Recalling his encounters with Donald Trump in the latter’s US Football League days, when the tycoon bankrupted the fledgling league with his destructive lawsuit against the NFL, the author writes in the new introduction: “I wish I hadn’t treated Trump as an entertaining if unreliable subject. He was expressing many of the political opinions then that he espouses now. We gave him space for our own ratings and circulation then as we did during the election campaign.”

Mr. Lipsyte points with some hope to athletes like Carmelo Anthony and LeBron James who have begun to speak out against brutality and for civil rights. He notes, however, that  the president used Colin Kaepernick’s protest to fan the flames of culture wars, “suggesting the quarterback find himself another country.”

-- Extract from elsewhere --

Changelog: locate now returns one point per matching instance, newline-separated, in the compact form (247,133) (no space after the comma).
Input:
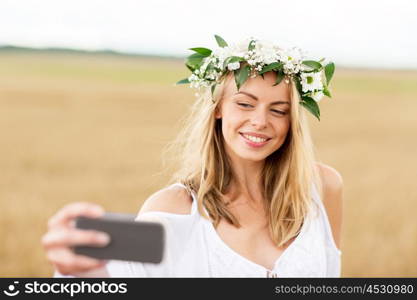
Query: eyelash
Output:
(245,105)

Mr. Lipsyte met his wife, Lois B. Morris, on Shelter Island 20 years ago this summer. They now live full time on the Island, where she is president of the League of Women Voters. He enjoys writing the Reporter column.

“It’s nice to feel engaged with our neighbors,” he said. “People feel free to express their opinions on the column, in which I try to reflect on the real concerns in our lives here. At one time I wrote a column for The New York Times called “Coping,” where I observed that my neighborhood was like the whole city writ small. People wouldn’t hesitate to stop me on the streets and take issue with what I wrote, as New Yorkers will. On the Island, they may tell me the same thing about something I’ve said in ‘Codger,’ but they say it in a nicer way.”